Cost Optimization for AWS CloudWatch

Published in

awsblackbelt

9 min readMay 31, 2023

AWS CloudWatch is a monitoring service that helps you track, store, and analyze metrics, logs, and events from your AWS resources and applications. It provides real-time insights into the health and performance of your infrastructure and applications, allowing you to quickly identify and troubleshoot issues, and optimize resource utilization.

While CloudWatch offers a wide range of features and capabilities, it is important to optimize its usage to ensure efficient resource allocation and cost optimization. In this article, we will discuss the best practices for optimizing CloudWatch costs, including how to calculate costs, use CloudWatch metrics and logs effectively, and configure alarms and notifications for optimal resource management.

Calculating CloudWatch Costs

To optimize CloudWatch costs, it is important to understand how pricing is calculated. CloudWatch pricing is based on several factors, including the number of metrics, logs, and alarms you create, the frequency of data points collected, and the retention period of logs and metrics.

Metrics

CloudWatch pricing for metrics is based on the number of metrics you create and the frequency of data points collected. CloudWatch metrics are charged based on the number of metrics created per month, and the number of data points collected per metric. For example, if you create 10 custom metrics and collect data points every minute, you will be charged for 10 x 60 x 24 x 30 = 432,000 metrics per month.

Logs

CloudWatch pricing for logs is based on the volume of ingested data, the number of CloudWatch Log Streams, and the retention period of the logs. CloudWatch charges for each GB of ingested data and each GB of data scanned by queries. Additionally, CloudWatch charges for each active Log Stream and for storing logs beyond the free tier retention period. For example, if you ingest 100 GB of log data per month, scan 50 GB of data with queries, and store logs for 90 days, your monthly charges would be:

Ingestion charges: 100 GB x $0.50/GB = $50 Query charges: 50 GB x $0.001/GB = $0.05 Active Log Stream charges: 1 x $0.50/active Log Stream = $0.50 Storage charges: 100 GB x ($0.03/GB/month x 3 months) = $9

Total charges: $50 + $0.05 + $0.50 + $9 = $59.55

Alarms and Notifications

CloudWatch pricing for alarms and notifications is based on the number of alarms you create, the number of notifications you receive, and the frequency of the notifications. CloudWatch charges for each alarm you create and each notification sent to an Amazon SNS topic, Amazon SQS queue, or AWS Lambda function. For example, if you create 10 alarms that send notifications every hour to an SNS topic, you will be charged for 10 x 24 x 30 = 7,200 alarms per month and 7,200 x $0.10/notification = $720/month for SNS notifications.

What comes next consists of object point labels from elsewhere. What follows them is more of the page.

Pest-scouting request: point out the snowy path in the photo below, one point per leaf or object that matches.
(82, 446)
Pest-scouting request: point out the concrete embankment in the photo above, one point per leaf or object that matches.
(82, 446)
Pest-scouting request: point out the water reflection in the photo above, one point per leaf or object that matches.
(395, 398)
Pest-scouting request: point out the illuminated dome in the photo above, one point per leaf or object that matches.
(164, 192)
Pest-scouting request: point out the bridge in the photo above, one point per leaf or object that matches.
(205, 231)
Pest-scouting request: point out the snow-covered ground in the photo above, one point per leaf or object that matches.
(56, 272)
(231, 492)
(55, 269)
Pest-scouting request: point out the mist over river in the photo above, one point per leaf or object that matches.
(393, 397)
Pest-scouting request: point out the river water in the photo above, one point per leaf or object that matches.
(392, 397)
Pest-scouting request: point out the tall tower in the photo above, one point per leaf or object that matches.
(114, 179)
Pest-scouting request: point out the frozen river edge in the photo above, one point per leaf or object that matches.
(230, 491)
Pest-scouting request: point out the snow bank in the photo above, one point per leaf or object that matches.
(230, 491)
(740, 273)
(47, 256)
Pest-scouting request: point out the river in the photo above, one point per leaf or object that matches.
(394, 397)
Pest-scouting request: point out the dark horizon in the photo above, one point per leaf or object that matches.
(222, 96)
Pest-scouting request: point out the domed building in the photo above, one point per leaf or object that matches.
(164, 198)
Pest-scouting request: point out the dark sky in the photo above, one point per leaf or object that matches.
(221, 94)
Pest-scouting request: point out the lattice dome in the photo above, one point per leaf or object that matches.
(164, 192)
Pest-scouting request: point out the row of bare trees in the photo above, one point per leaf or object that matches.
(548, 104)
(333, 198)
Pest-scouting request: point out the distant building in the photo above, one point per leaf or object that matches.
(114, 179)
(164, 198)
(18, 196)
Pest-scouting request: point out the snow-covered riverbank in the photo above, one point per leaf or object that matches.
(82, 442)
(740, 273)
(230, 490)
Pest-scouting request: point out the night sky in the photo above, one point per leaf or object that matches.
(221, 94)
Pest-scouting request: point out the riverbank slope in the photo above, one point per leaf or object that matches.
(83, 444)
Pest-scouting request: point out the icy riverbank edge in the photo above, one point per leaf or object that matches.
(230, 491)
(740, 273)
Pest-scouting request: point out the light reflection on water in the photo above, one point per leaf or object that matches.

Best Practices for Cost Optimization

Now that we understand how CloudWatch pricing is calculated, let’s discuss some best practices for optimizing CloudWatch costs.

Use CloudWatch Metrics Effectively

Metrics are the backbone of CloudWatch and provide valuable insights into the health and performance of your infrastructure and applications. To optimize CloudWatch costs, it is important to use metrics effectively and avoid creating unnecessary metrics.

Here are some tips for using CloudWatch metrics effectively:

Use AWS-provided metrics: AWS automatically provides metrics for many AWS services, such as EC2, RDS, and Lambda. These metrics are pre-configured and do not count towards your custom metric quota.
Use dimensions: Dimensions are key-value pairs that help you categorize and filter metrics. By using dimensions, you can create more granular and specific metrics, which can help you better understand the behavior of your infrastructure and applications. However, it is important to use dimensions judiciously and avoid creating too many dimensions, as this can increase costs.
Use high-resolution metrics sparingly: CloudWatch allows you to collect metrics at a higher resolution than the default of 1-minute intervals. However, high-resolution metrics can quickly add up and increase costs. Only use high-resolution metrics when necessary, and consider using CloudWatch Logs Insights for detailed analysis.
Use CloudWatch APIs to optimize metric publishing: CloudWatch APIs allow you to publish metrics more efficiently by sending multiple metrics in a single API call. This can help reduce costs by reducing the number of API calls and the associated charges.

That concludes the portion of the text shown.